Other legal disputes have led to similar motions in courts in the United States, which has never outlawed trial by combat specifically, at least not at the federal level. All states outlawed dueling, most of them before the Civil War. Dueling fell out of favor among the general public, though it lasted longer in the Old South than in the rest of the country, and by 1860 was all but gone. In 1983 a Delaware court rejected an appeal for trial by combat submitted by a defendant, citing the illegality of dueling in the state. Such requests are not limited to the United States. In 2002 a British court denied a request for trial by combat. The request was made over a dispute between the plaintiff and the Driver and Vehicle License Agency. Great Britain officially abolished trial by combat (called wager of battle in Britain) in 1819, through an Act of Parliament.
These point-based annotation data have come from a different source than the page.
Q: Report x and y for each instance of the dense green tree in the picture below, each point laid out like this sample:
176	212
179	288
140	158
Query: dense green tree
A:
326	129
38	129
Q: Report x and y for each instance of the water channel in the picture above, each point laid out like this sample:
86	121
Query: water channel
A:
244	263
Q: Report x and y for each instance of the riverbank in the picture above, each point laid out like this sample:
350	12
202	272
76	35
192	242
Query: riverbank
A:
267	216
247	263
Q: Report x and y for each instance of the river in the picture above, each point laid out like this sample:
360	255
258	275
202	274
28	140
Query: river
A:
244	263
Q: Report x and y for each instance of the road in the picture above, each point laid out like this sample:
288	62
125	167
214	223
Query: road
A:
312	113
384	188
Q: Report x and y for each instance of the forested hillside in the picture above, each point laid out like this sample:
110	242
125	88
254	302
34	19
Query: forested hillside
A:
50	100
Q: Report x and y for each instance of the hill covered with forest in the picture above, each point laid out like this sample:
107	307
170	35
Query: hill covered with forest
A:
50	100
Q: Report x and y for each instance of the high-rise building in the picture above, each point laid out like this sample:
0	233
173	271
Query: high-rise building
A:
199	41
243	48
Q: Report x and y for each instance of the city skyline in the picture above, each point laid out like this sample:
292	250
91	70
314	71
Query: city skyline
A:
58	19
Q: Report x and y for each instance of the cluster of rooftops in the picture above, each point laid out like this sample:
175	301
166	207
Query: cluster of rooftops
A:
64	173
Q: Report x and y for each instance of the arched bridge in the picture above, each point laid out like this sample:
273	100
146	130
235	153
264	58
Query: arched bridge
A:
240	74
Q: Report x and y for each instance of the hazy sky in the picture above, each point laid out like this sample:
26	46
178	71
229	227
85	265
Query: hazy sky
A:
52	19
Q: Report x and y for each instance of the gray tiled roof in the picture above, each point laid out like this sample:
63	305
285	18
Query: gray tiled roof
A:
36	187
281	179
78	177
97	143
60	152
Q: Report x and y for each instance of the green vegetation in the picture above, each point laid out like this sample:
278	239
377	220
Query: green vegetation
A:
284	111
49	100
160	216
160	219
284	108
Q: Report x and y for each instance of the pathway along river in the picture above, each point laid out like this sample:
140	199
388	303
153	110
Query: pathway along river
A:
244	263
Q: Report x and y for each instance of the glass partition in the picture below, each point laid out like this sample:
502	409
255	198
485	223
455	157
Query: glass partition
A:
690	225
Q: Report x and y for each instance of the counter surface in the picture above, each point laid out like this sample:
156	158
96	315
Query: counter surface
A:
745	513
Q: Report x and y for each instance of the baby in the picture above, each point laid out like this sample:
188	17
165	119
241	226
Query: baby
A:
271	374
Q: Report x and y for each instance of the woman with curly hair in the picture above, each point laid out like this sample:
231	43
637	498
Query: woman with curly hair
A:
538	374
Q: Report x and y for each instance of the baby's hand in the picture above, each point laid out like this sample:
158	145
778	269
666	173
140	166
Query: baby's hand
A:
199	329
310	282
20. The emergence of the jury system brought an end to trial by combat
By the beginning of the 14th century, the legal profession and the practice of trial by jury gradually brought about an end to the practice of trial by combat, though several occurred into the 16th century. The opposition of the Church to the practice rendered it unpopular with courts and magistrates. Nonetheless, many nobles and minor nobles, such as Jean de Carrouges, demanded it as their birthright. The last known legally sanctioned judicial combat in France took place in in the mid-16th century. In Britain, the last likely occurred in 1597. Other proposed wagers of battle in Britain were circumvented by the intervention of the monarch, including Elizabeth I and Charles I during their reigns. Certainly, the most well-remembered of all trials by combat remains the affair of Jean de Carrouges and his slaying of Jacque Le Gris.
In the centuries since, some scholars have argued that Le Gris was unjustly maligned by Carrouges, whose motives seemed to be the removal of a rival from court, rather than outrage over his wife’s rape. Others have stated Marguerite put her own life at risk by refusing to recant her charge against Jacques Le Gris. Had her husband lost the battle, she faced burning at the stake. Thus, three lives were at stake when Le Gris and Carrouges took the field. Had Le Gris confessed to the crime of rape once combat had begun, he would have been executed, though not for rape, a property crime. He would have been executed for giving a false oath before God. Following his death, the absurdity of relying on the Almighty to render judgment on those accused of a crime through trial by combat gradually led to its fading into history.